VOD film review: TiMER (2009)
Review Overview
Brains
8Heart
8Courage
7Brendon Connelly | On 23, Jan 2022
Director: Jac Schaeffer
Cast: Emma Caulfield, Michelle Borth, John Patrick Amedori, Desmond Harrington, JoBeth Williams
Certificate: 15
There are surprisingly few sci-fi rom-coms, although it’s hard to know why this is when the science fiction toolkit is so handy for prising open and dissecting the inner workings of character. Case in point is the tremendously successful Timer, which neatly applies the metaphor-enhancing powers of a future technology to aid and amplify its inquiry into affairs of the heart.
The starting premise is pristine and cunning: the Timer is a sci-fi body enhancement worn embedded in the wrist, and which counts down the days, hours, minutes and seconds until its owner meets their “soulmate”. Oona, as played by the endlessly likeable Emma Caulfield, makes the decision to get her Timer fitted in the opening seconds of the movie. She takes her current beau along and, after a little trepidation, they each get a device attached.
His read-out reveals that he won’t meet his soulmate for 916 days, which immediately announces to the characters – who, at this point, have at least bought into the accuracy of the Timer – that neither is the “correct” match for the other. The big surprise, however, is that Oona’s Timer is blank. This, we’re told, is because her one true love does not have a Timer attached. If Oona is to find the kindred soul that she’s promised, she’ll have to look among the Timer-less. This is where she will find, among others, Mikey, who works in a grocery store and tries to live “in the moment”. Could he be “the one”?
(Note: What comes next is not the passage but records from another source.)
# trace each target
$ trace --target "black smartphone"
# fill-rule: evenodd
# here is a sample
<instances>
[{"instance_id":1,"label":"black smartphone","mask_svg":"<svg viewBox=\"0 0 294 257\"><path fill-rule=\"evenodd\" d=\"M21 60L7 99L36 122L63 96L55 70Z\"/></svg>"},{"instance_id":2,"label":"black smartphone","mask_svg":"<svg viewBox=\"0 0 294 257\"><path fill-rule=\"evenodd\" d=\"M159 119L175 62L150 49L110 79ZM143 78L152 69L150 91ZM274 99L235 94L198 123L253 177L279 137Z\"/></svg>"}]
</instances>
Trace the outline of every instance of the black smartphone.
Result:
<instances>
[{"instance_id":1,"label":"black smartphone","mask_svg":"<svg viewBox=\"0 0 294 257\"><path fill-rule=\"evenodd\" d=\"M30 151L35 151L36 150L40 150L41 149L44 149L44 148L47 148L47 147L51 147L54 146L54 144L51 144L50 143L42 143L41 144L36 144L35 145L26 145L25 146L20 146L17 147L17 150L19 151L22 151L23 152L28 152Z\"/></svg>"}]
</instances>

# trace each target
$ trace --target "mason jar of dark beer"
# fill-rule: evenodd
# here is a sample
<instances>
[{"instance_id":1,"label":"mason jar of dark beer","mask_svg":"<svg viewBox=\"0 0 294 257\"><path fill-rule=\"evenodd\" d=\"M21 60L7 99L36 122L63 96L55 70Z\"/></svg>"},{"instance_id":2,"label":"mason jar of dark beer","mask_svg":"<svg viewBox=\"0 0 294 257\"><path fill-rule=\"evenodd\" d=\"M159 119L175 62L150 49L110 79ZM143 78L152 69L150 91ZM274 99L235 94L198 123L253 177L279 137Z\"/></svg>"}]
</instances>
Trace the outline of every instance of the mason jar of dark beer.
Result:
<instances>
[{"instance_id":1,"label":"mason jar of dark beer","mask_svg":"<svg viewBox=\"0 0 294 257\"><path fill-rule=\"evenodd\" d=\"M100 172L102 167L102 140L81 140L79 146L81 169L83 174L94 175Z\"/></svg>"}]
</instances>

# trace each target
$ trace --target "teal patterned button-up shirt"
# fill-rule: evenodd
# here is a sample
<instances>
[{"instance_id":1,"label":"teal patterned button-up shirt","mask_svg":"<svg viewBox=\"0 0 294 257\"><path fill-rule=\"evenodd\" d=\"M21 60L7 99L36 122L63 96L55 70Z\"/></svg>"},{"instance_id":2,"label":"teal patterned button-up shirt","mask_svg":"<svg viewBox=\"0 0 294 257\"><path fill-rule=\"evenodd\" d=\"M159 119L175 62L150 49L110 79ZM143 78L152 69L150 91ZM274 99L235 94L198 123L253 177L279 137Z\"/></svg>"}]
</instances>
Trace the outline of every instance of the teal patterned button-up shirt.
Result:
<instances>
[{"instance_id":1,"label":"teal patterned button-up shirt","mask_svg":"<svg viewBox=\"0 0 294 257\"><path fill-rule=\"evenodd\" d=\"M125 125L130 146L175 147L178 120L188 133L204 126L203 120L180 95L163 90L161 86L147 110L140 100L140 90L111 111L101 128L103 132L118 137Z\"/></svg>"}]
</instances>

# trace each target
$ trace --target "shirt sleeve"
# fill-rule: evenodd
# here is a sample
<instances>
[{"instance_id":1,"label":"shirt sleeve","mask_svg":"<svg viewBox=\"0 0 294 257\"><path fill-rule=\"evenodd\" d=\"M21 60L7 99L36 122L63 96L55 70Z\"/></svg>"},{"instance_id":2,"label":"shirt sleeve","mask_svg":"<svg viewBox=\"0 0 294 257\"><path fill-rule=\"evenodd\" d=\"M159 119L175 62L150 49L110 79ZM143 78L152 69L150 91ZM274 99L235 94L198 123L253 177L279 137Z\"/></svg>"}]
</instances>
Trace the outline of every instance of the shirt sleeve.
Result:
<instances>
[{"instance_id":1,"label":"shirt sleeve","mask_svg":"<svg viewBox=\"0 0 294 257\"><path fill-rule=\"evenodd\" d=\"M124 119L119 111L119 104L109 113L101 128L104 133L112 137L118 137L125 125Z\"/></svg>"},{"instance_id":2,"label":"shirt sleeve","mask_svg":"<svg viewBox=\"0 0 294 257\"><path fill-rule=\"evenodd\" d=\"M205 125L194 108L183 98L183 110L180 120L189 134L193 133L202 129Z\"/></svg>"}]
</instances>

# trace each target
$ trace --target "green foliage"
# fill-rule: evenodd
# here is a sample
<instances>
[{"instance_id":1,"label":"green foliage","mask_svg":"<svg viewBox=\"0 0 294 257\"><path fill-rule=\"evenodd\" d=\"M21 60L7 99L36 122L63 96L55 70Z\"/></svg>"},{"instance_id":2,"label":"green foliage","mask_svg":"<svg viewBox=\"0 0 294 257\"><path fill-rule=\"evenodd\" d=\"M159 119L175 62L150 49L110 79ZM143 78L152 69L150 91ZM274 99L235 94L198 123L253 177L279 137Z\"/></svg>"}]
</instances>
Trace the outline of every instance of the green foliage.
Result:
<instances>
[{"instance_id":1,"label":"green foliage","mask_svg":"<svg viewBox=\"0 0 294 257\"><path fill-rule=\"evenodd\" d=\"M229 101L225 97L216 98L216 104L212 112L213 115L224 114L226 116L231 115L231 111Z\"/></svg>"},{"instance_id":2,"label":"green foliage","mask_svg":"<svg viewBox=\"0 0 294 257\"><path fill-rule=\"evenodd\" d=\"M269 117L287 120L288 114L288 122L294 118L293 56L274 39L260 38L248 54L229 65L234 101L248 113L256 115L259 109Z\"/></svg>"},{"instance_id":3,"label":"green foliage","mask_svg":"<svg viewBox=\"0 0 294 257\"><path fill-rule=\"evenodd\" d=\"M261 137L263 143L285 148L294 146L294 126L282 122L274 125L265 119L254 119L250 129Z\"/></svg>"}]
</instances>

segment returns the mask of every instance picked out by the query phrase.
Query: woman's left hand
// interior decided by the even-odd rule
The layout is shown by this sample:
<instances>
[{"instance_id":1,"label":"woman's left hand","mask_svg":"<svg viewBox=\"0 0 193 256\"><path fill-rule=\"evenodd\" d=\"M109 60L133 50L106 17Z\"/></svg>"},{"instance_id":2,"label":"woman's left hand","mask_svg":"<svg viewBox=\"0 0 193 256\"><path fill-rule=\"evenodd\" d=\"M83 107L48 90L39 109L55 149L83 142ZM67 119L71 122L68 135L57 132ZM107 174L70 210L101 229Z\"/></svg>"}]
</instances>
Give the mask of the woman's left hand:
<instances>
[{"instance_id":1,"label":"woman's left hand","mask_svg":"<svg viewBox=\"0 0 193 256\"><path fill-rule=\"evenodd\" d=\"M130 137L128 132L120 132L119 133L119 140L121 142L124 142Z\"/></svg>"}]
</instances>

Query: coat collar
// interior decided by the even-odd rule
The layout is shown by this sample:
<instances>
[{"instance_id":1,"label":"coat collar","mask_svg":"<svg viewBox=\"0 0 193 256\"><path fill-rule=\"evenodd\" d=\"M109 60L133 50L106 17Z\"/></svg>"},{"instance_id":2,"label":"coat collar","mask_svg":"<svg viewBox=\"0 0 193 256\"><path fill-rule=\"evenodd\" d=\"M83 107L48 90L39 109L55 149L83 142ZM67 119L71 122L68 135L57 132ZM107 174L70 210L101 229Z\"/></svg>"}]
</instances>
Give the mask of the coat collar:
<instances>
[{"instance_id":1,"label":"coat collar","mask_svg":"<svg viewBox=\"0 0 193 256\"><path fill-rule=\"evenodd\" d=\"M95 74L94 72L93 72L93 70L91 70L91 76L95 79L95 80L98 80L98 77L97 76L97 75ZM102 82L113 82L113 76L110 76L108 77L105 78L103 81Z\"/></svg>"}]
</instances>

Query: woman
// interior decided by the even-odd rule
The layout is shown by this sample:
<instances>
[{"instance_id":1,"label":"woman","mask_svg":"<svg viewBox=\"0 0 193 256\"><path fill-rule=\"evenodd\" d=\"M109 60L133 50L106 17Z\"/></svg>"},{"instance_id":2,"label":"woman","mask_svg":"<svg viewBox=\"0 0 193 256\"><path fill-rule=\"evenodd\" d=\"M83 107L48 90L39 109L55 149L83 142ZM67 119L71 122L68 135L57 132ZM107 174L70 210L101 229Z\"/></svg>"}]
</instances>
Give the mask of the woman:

Obviously, the science side of this particular sci-fi notion is fanciful, but it’s a brilliant narrative device, and while you’d be able to set your watch by some of the story’s twists and turns – this is, after all, a romantic comedy – others are a touch more devious, and all are played out nicely, generating funny, sincere scenes and a little heartache, where necessary.
The unpleasantness of a world that might create something like the Timer device is explored fairly quietly, but there’s a lot of detail that rewards scrutiny, right down to the company’s heteronormative corporate logo, hidden in plain sight. And where does polygamy fit into their corporate world view?
Jac Schaeffer’s dialogue is at least as pleasing as her world-building, being clever but not smug, with a friendly, not-too-hip tone that doesn’t smooth out all of the characters or veer into the worst excesses of stylisation. Caulfield proved on Buffy the Vampire Slayer that she can juice Big Lines for all their worth, and with Timer’s dial set a couple of notches back towards natural, she still gets maximum value out of her scenes.
Obviously the debut of one to watch, Timer ironically heralded a future that wasn’t delivered in the most obvious way. It was the first feature film of writer-director Schaeffer, who has more recently made a home at Marvel, working on the screenplays for Captain Marvel and Black Widow, and creating and co-writing WandaVision (listen to Timer’s opening titles for a sly, feminist barb that gives a hint of her interest in spiking sitcom convention).
Timer might be accessible and likeable but it has a friendly indie sensibility, too lo-fi for a studio-made sci-fi with a script too idiosyncratic to be a likely studio rom-com. It might not have reached a wide audience on release, but Timer’s time may be yet to come, a hidden cult hit ready to surprise WandaVision fans who are willing to take a punt on something smaller but no less rewarding.